However, the change of wavelength has an eminent influence on both the lower and upper power thresholds and in combination with power tuning considerably increases the range of treatment depths. Figure 3d indicates the ideal wavelength-power combination by first using the maximum wavelength of 1900 nm as a single wavelength source and then following the vaporization threshold at a 5°C security margin. The model estimates injury depths from 0.13 mm up to 1.14 mm with powers ranging from 0.19 to 1 W. Together with an increase in treatment depth, an amplification of the margin δ in an approximately linear fashion comes in hand. Opposite to the increase of δ close to the lower bound, in the present case the boundary margin is however very robust as a function of power.


Ex Vivo Measurements Confirm the Simulated Trend

To validate the simulation results, we performed scanned beam therapy on porcine esophageal sections ex vivo at varying power and wavelength. The induced injury depth was assessed in histology using NBTC, which stains the thermolabile LDH and leaves thermally injured regions unstained.

Powers were selected at 150 mW intervals from 150 mW to 1.2 W, and at four discrete wavelengths. Not all combinations induced a recognizable injury. The 150 mW power setting was below injury threshold for all four wavelengths, and at 300 mW, only the high tissue absorption at the 1895 nm wavelength generated sufficient deposition of energy to leave a detectable injury in the NBTC stained sections. On the other hand, for the high power settings, the vaporization threshold reached, resulting at times in audible pops. The parallel monitoring of the exposure with OFDI allowed clear distinction between denaturation below vaporization threshold, which resulted in a continuous variation of the OFDI signal,26 and above threshold, in which case vaporization induced an abrupt disturbance in the signal.

Figures 4a, 4b show two examples of histology at the extreme injury depths, irradiating with just enough power to result in a thermal damage [Fig. 4a], and just below the vaporization threshold [Fig. 4b], respectively. The lower panel of Fig. 4 displays the lateral injury profile obtained from the simulation using matched wavelength-power settings. While the shape of the simulated injury matches well with histology, spatial dimensions are overestimated both laterally and in depth.

Fig. 4

Experimental validation of injury depth control by combined power and wavelength tuning. (a) and (b) Comparison of NBTC histology (top row, indicating the measured injury depth) with the fractional tissue damage according to the simulation for (a) 1895 nm and 0.30 W and (b) 1860 nm and 0.9 W. (c) Measured injury depth (mean ±SD, 16 to 22 individual sections for each data point) for different power-wavelength combinations. The spreading of the markers around the central wavelengths is for visualization purpose only.

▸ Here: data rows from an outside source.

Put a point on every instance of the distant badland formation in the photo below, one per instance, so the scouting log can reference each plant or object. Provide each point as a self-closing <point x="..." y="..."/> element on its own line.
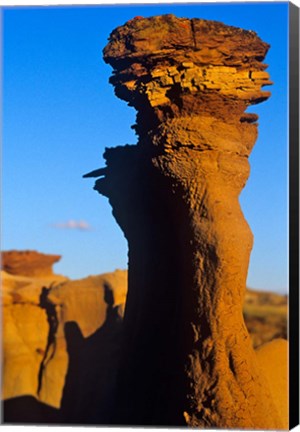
<point x="182" y="355"/>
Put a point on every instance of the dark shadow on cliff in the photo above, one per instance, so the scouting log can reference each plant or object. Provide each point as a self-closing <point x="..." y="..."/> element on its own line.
<point x="93" y="362"/>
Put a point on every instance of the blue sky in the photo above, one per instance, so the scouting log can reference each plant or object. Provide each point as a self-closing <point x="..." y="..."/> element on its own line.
<point x="60" y="112"/>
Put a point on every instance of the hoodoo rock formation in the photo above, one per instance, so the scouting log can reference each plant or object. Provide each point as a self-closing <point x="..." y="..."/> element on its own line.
<point x="187" y="356"/>
<point x="60" y="342"/>
<point x="28" y="263"/>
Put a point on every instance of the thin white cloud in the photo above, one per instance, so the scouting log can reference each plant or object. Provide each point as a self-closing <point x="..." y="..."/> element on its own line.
<point x="73" y="225"/>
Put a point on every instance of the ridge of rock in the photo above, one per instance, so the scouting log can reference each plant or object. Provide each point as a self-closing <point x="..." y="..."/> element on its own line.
<point x="28" y="263"/>
<point x="175" y="196"/>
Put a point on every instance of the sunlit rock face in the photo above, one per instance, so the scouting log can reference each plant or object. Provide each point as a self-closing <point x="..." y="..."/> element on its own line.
<point x="60" y="342"/>
<point x="187" y="357"/>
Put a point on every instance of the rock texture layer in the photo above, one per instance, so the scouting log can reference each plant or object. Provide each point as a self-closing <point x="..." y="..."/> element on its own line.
<point x="187" y="355"/>
<point x="28" y="263"/>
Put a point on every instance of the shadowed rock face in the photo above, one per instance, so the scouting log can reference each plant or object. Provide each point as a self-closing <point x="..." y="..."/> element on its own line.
<point x="28" y="263"/>
<point x="187" y="356"/>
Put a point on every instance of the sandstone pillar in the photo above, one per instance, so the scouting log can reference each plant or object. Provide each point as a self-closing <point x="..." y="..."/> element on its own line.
<point x="187" y="356"/>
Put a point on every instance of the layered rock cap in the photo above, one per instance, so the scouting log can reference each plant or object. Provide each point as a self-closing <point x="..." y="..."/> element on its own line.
<point x="168" y="67"/>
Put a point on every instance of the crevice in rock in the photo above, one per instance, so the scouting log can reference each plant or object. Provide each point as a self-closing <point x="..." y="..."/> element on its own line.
<point x="52" y="319"/>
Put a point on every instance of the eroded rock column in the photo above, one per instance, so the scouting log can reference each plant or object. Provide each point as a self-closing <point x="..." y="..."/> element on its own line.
<point x="187" y="356"/>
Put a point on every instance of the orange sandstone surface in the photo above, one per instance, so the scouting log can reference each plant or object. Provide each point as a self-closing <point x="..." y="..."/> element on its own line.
<point x="187" y="357"/>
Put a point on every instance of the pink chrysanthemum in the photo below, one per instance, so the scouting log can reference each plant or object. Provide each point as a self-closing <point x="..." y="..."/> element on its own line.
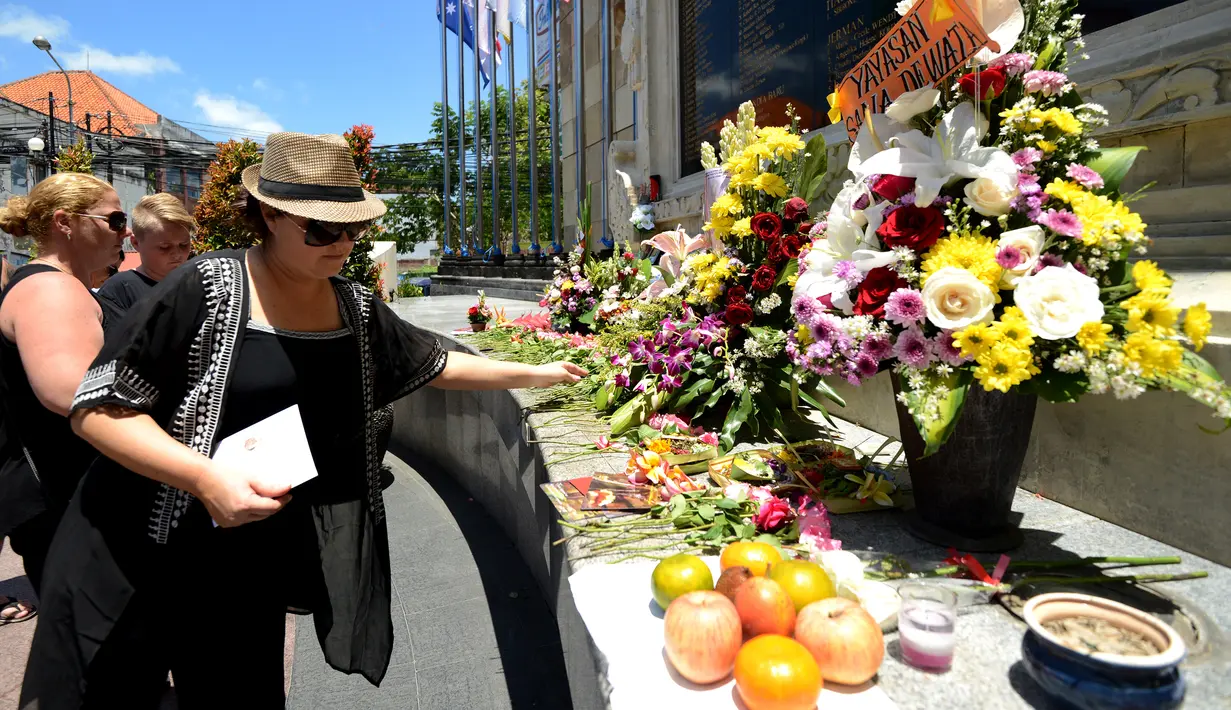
<point x="1061" y="222"/>
<point x="912" y="348"/>
<point x="1087" y="177"/>
<point x="1027" y="158"/>
<point x="905" y="307"/>
<point x="1014" y="63"/>
<point x="1008" y="257"/>
<point x="1045" y="83"/>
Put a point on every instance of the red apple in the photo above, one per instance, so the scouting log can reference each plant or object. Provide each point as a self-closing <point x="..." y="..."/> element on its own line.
<point x="843" y="639"/>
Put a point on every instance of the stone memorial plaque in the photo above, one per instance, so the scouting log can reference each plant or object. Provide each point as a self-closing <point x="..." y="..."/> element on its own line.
<point x="771" y="52"/>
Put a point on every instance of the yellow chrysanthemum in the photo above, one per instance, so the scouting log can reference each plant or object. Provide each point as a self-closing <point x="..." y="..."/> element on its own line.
<point x="1197" y="325"/>
<point x="1016" y="331"/>
<point x="772" y="185"/>
<point x="1092" y="336"/>
<point x="975" y="340"/>
<point x="1003" y="366"/>
<point x="1156" y="357"/>
<point x="973" y="252"/>
<point x="725" y="206"/>
<point x="1151" y="311"/>
<point x="1147" y="276"/>
<point x="781" y="142"/>
<point x="1065" y="190"/>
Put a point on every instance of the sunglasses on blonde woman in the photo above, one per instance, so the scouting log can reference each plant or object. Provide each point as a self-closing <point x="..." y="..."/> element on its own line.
<point x="116" y="220"/>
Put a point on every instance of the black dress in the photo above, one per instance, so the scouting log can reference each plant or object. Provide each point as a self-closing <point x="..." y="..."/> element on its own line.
<point x="140" y="581"/>
<point x="122" y="292"/>
<point x="41" y="459"/>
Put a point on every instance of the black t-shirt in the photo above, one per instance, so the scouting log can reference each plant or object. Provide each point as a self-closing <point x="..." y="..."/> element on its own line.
<point x="126" y="288"/>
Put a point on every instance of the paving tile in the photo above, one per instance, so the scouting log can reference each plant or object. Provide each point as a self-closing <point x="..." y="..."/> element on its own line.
<point x="452" y="633"/>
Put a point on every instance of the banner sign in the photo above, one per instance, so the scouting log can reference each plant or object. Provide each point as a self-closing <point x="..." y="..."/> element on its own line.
<point x="926" y="46"/>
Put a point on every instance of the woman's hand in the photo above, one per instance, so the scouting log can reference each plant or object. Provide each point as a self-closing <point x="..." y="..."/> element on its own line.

Figure 4c shows the experimentally measured injury depths for the various wavelength-power combinations. The empty symbols mark the settings, which resulted in vaporization at the surface of the tissue. The vaporization and injury thresholds predicted by the simulation are displayed in the same graph and exhibit a good match with the experimental data. The largest discrepancy is found at 1860 nm, in which case vaporization was induced below the theoretically predicted bound. Also, the variability in the measured injury depths is significant for some points, whereas it remains small for others. This can be attributed to local variations and inhomogeneities in the tissue samples, a situation that is very likely to be encountered in a clinical setting.

Overall, the histological measurements of injury confirm the trend described by simulation, i.e., an extension of the accessible injury depth is achieved when wavelength is included as a control parameter relative to a fixed wavelength response.

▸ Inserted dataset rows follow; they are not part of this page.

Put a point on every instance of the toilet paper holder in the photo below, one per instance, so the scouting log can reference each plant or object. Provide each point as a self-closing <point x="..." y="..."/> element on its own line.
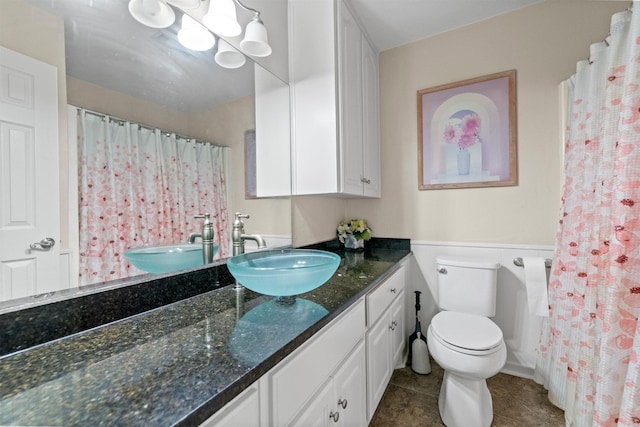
<point x="520" y="263"/>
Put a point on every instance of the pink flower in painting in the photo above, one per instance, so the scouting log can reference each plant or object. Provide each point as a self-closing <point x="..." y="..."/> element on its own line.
<point x="450" y="134"/>
<point x="471" y="124"/>
<point x="464" y="134"/>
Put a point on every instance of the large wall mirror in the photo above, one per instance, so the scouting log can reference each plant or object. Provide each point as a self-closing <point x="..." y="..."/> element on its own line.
<point x="115" y="65"/>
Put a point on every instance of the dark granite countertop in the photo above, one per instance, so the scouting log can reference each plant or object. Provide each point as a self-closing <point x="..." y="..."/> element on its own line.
<point x="177" y="364"/>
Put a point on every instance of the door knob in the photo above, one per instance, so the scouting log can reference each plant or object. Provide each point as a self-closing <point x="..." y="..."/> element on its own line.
<point x="43" y="245"/>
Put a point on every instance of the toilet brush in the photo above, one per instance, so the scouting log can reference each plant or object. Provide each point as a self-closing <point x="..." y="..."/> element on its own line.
<point x="418" y="350"/>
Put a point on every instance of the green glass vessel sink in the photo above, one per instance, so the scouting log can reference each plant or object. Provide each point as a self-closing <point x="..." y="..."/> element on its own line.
<point x="283" y="272"/>
<point x="166" y="258"/>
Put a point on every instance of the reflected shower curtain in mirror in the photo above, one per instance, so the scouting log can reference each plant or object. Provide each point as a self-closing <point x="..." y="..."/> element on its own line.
<point x="140" y="186"/>
<point x="589" y="356"/>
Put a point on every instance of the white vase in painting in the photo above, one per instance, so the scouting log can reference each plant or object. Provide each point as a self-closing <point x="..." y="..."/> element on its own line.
<point x="464" y="161"/>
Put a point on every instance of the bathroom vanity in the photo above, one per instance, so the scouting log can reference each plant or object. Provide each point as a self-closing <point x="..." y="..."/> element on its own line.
<point x="221" y="357"/>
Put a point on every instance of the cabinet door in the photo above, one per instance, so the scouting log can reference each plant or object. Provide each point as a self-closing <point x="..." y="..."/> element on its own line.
<point x="316" y="414"/>
<point x="397" y="339"/>
<point x="378" y="362"/>
<point x="370" y="117"/>
<point x="350" y="384"/>
<point x="350" y="75"/>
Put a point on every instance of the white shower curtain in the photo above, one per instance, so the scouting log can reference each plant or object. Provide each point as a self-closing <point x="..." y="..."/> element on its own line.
<point x="590" y="346"/>
<point x="140" y="186"/>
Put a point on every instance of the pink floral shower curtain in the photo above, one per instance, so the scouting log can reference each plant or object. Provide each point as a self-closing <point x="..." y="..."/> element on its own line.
<point x="139" y="187"/>
<point x="590" y="346"/>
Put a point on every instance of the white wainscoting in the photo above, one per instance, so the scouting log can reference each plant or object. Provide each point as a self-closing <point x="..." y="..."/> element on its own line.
<point x="521" y="330"/>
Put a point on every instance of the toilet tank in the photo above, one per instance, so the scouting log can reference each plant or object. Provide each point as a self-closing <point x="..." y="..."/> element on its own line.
<point x="467" y="285"/>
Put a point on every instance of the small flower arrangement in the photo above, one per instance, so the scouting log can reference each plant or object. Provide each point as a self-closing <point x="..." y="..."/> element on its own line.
<point x="466" y="133"/>
<point x="356" y="227"/>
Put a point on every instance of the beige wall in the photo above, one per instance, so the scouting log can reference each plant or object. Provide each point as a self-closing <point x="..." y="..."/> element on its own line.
<point x="542" y="42"/>
<point x="40" y="35"/>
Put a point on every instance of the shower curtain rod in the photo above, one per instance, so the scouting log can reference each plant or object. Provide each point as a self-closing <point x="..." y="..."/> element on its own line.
<point x="148" y="127"/>
<point x="605" y="40"/>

LTT With Combination of Discrete Power-Tunable Wavelengths Provides Similar Depth Control

Dynamically conforming the thermal injury profile to a specific treatment plan or lesion boundary may best be facilitated by continuous and rapid tuning of both the laser power and wavelength. The implementation of a rapid wavelength tuned source is feasible but rather involved, however, whereas fixed wavelength fiber lasers have a far simpler architecture and are commercially available. As an alternative to continuous wavelength tuning, we investigated multiplexing of a discrete number of power-tunable fixed wavelength sources as a more practicable solution.

From Fig. 3c it is clear that selecting as little as two wavelengths with overlapping treatment bounds would cover nearly the entire depth range available with the wavelength-tunable source. However, the predicted injury margin δ would be severely compromised, and low power settings close to the lower bound would be required. Again, because of the linearity of the heat transfer equation, a simple mixing of wavelengths results in a linear combination of the simulated temperature profiles. Figure 5a displays the injury response to a mixing of the two extreme wavelengths at 1850 and 1900 nm. The assembly of the ideal ratio-power combination following the 95°C threshold is presented in Fig. 5b. The drawback of combining only the two extreme wavelengths is an increased injury margin as compared to the same treatment depth with a continuously tuned wavelength.

Fig. 5

Combining several discrete wavelengths results in a similar depth control. (a) Combining two wavelengths at 1850 nm and 1900 nm, and controlling their mixing ratio as well as the overall power produces a similar picture as the continuous wavelength scan displayed in Fig. 3c [see legend of Fig. 3c for a detailed description]. (b) Resulting treatment depth and injury margin δ for the ideal mixing of the two wavelengths. The dotted line indicates the injury margin resulting from the continuous wavelength tuning. (c) Two consecutive binary combinations between wavelengths at 1900, 1876, and 1850 nm. (d) Treatment depth and injury margin δ for the ideal parameter pairing. The dotted lines indicate the injury margins from the continuous wavelength tuning and from (b), respectively.


Conceptually, this performance could be significantly improved by adding a third wavelength at an optimized intermediate wavelength of 1876 nm, in a consecutive binary mixing, as indicated in Figs. 5c, 5d. For shallow treatment depths, the power was gradually transferred from the 1900 nm to the 1876 nm wavelength line. To induce injuries beyond the upper threshold of this discrete wavelength, it was then gradually mixed with the 1850 nm wavelength. In this way, the injury margin penalty compared to the wavelength tunable scenario was minimized to an acceptably low level.



Wavelength tuning of the therapy beam in LTT in addition to power tuning was shown to effectively extend the achievable injury depth range in both simulation and empirical studies, offering a range from about 150 μm to beyond 1 mm. Based on the simulation results, two conceptual approaches for implementation in therapy systems were discussed. In the first, a single therapy source with continuous wavelength tuning was used, and both power and wavelength were modulated along a predefined path in the two-dimensional parameter space to control injury depth. In the second, a set of two or three fixed wavelength sources were multiplexed, and the relative power of each line was controlled, imitating the effect of a tunable wavelength. While far simpler from the point of view of technical implementation, this second approach only slightly compromised injury control compared to a tunable wavelength in terms of the margin of the injury boundary, and hence seems to be a viable concept for depth controlled LTT.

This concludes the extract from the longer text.